Based on past exploits at Martinsville, Hamlin would seem to have the best chance of this foursome in Sunday’s Goody’s Headache Relief Shot 500. The Virginia native usually performs well in front of his home fans (four wins, nine Top-5s, 13 Top-10s in 17 Martinsville Cup starts) and rarely bombs (just two career M’Ville finishes outside the Top 30).
However, his teammate Kenseth has also been much better at the Paperclip since his move to JGR in 2013. He finished second in this race last year to Jeff Gordon (Hendrick’s lone Chaser still standing), and this past spring at Martinsville, he ran sixth. Most importantly, the JGR duo won’t have to deal as much here with the power deficit that they’ve had on the big ovals vs. Penske and Hendrick.
Newman, like Hamlin, is a previous winner at Martinsville but since that spring 2012 triumph, he’s been up-and-down there with finishes of 11th, 31st, 38th, and 20th. But you can’t deny that he’s carrying some serious momentum right now with his four consecutive Top-10s. A fifth such result would not be a surprise here.
Then there’s Edwards, who has not finished in the Top-5 at Martinsville since a third in the fall of 2008. In the 11 starts he’s had there since, his best result has been a pair of eighths in 2010 (he ran 13th this past spring).

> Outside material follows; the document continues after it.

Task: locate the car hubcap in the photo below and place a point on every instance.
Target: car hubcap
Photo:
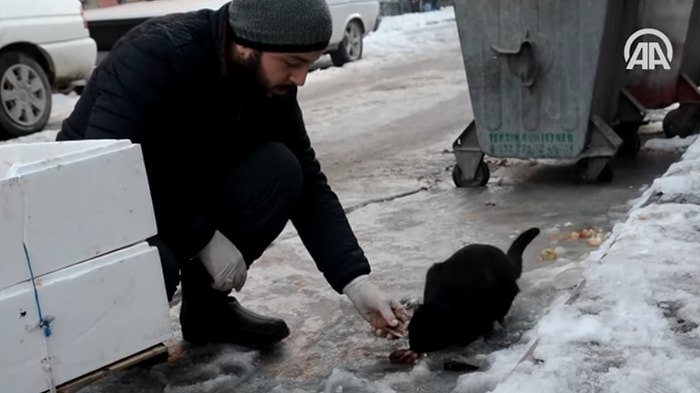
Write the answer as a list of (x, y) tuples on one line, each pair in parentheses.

One is tempted to say that, based on his fifth at Kansas and eighth at Charlotte in the Contender Round, that he might have a better chance at Texas than Martinsville. On the other hand, he did pick up a short-track victory at Bristol back in the spring.
All of that said, the Eliminator Round points reset to 4,000 has these potential dark horses on equal footing with the big boys and with the same chance to lock themselves in for Homestead. That’s all they can ask for.